Follow Us:

100 Years Ago | 12 March 2020

On this day a century ago, these were some of the news items The Statesman readers got to read about India and the world.

Statesman News Service | New Delhi |


The news that Enver, Djemal and Talaat, the triumvirate who brought about the entanglement and ruin of Turkey, are all in Germany, and that the first named has had the effrontery to offer his services to Russia for employment in Afghanistan is pretty disgusting, if it is true, but after all it is no more disappointing than the weakness which has permitted their German fellow-criminals to slip through the fingers of the Allies. After all there is no moral difference whatever between the Huns and the Turks. The individual German criminals have probably made themselves personally responsible for fewer murders than Talaat, Enver and Djemal, but it is extremely probable that if they had been placed in the same position as these worthies they would have committed just as many, if not more. It is common ground that some of the worst atrocities in Armenia were carried out with the connivance of Sanders, the German Generalissimo at Constantinople. There is every reason to assume, in any case, that these three rascals must be left to a higher than human retribution; and if it be true that Enver has volunteered to go to Afghanistan it may well be that justice, of the shortest and sharpest kind, may overtake “the Napoleon of the Balkans” in that hospitable and highly civilised country.

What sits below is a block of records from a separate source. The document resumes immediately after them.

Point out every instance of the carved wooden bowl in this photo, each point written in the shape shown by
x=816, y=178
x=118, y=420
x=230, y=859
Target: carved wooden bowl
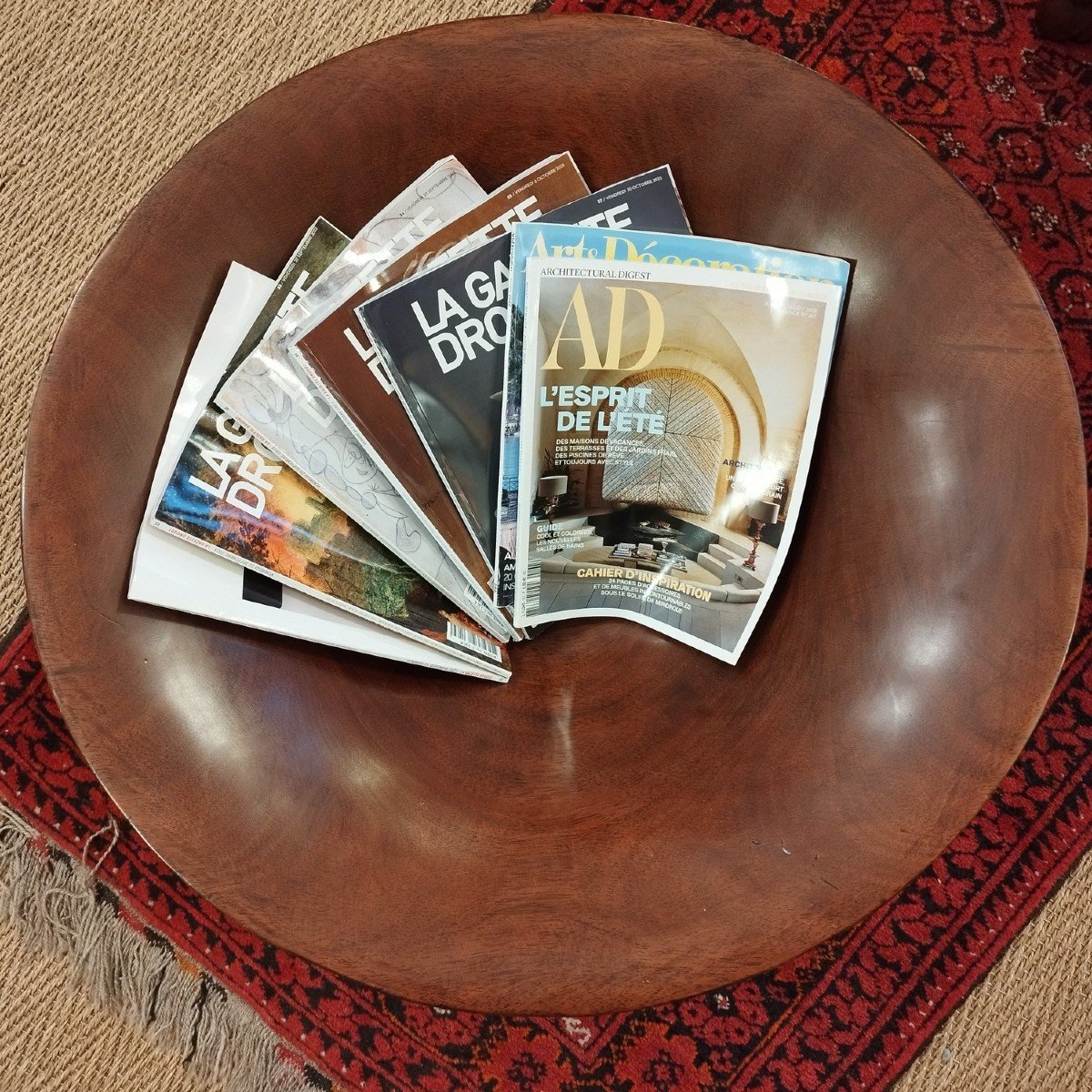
x=628, y=820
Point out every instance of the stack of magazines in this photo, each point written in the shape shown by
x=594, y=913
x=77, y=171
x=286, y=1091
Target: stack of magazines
x=490, y=410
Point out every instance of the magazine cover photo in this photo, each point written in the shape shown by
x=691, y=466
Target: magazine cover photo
x=670, y=414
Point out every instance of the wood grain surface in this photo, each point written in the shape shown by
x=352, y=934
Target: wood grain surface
x=628, y=820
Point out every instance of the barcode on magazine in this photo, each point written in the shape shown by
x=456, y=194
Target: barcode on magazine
x=533, y=588
x=460, y=634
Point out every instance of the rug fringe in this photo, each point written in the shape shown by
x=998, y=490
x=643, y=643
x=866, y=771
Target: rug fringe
x=50, y=898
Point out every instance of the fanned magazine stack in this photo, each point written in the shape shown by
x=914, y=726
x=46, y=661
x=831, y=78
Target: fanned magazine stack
x=486, y=412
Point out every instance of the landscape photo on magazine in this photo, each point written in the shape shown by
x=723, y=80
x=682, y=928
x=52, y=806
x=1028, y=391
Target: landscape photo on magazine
x=230, y=496
x=669, y=414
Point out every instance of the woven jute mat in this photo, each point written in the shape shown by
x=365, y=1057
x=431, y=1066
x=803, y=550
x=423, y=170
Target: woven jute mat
x=97, y=99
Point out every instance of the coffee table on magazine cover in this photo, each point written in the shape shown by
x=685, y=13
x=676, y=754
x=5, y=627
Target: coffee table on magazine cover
x=628, y=820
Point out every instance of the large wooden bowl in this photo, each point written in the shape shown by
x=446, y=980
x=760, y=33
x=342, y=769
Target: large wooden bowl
x=628, y=820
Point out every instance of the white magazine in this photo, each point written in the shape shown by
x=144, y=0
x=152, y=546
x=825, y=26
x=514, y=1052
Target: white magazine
x=173, y=573
x=274, y=397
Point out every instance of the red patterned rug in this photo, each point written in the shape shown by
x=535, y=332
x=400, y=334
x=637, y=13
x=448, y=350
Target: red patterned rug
x=1009, y=116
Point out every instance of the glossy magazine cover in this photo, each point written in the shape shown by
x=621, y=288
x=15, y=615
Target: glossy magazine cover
x=344, y=365
x=667, y=416
x=442, y=337
x=277, y=399
x=320, y=247
x=170, y=571
x=230, y=496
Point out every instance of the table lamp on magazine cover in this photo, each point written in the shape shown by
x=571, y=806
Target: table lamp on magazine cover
x=762, y=513
x=551, y=489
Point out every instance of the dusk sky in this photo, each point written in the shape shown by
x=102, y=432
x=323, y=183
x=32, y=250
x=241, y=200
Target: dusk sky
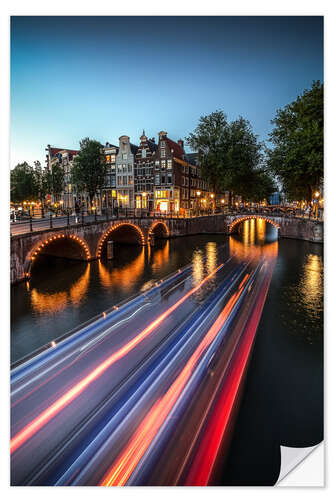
x=102, y=77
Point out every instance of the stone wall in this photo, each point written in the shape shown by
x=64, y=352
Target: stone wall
x=90, y=236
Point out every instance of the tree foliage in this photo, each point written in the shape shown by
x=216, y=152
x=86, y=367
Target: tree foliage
x=55, y=178
x=89, y=167
x=298, y=138
x=230, y=156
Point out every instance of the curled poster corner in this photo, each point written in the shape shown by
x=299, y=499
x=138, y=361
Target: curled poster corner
x=291, y=458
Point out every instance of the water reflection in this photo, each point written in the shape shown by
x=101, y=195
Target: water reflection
x=51, y=302
x=257, y=239
x=123, y=277
x=310, y=285
x=198, y=267
x=160, y=255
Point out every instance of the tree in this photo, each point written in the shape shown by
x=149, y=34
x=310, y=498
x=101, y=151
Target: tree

Before Mr. B.D. Hazra, Deputy Magistrate of Alipore, the Calcutta Excise authorities prosecuted Rakan Ali of Watgunge and his wife for illegal possession of a large quantity of contraband opium without a licence. The woman appeared in a burkha and the prosecution witnesses stated that they would be able to identify her, if she took off her veil. The Magistrate asked Babu Bejoy Krishen Basu, vakil for the defence, to request the woman to take off her veil, but the vakil submitted that the woman was a pardanashin and that he could not request her to do so. The prosecution pleader thereupon asked the Magistrate to order the veil to be taken off. The Magistrate remarked that he had no power to order it. The prosecution thereupon withdraw the case and the two accused were acquitted.


At Nottinghamshire Assizes, Harry Wright Burnett, managing director of Burnett and Co., wagon builders and repairers, of Doncaster, a firm employing several hundred hands, was found guilty of the manslaughter of Harold Gadsby, whom he knocked over with his motor-car at Ranskill in the Great North road soon after the man had left work at a neighbouring engineering factory. For the defence, it was urged that it was impossible, having regard to the time at which according to his own workmen the prisoner arrived back at his place at Doncaster, that he could have been on the spot where the accident happened. Mr. Justice Horridge, in sentencing Burnett to nine months’ imprisonment with hard labour and ordering him to pay the costs of the prosecution, expressed entire concurrence with the verdict.


The seven millions of people in London give away more than pound 100,000 every year to beggars, according to the London Mendicity Society. Mr. F. Starling, the secretary told a Daily Chronicle representative that a case was recently brought to his notice of a beggar who was found with nearly pound 100 in his possession in gold, silver, and copper. Some of the men on the list of the official records have as many as 30 convictions against them. Recent reports from the plain clothes police employed by the society show that there is an increase of beggars. If the public would use a little discrimination and resolutely shut their eyes to cases of which they know nothing save from the information supplied by the beggar himself.


The railway strike is over. The men returned this morning. A serious position threatened to develop yesterday when over 4,000 coolies employed in the coaling sheds in harbour struck simultaneously. The previous evening notices written in Sinhalese and Tamil were posted at the coaling depots and elsewhere, calling upon the men not to return to work. Employers were taken by surprise when 4,000 to 5,000 coolies struck without stating the reasons. The authorities made every effort to learn the cause of the strike, but the men treated the matter with indifference. Employers went to the extent of intimating their willingness to consider any grievances and receive a deputation. They visited the coaling ground where strikers persuaded the men to lay their grievances before them, promising to ventilate such.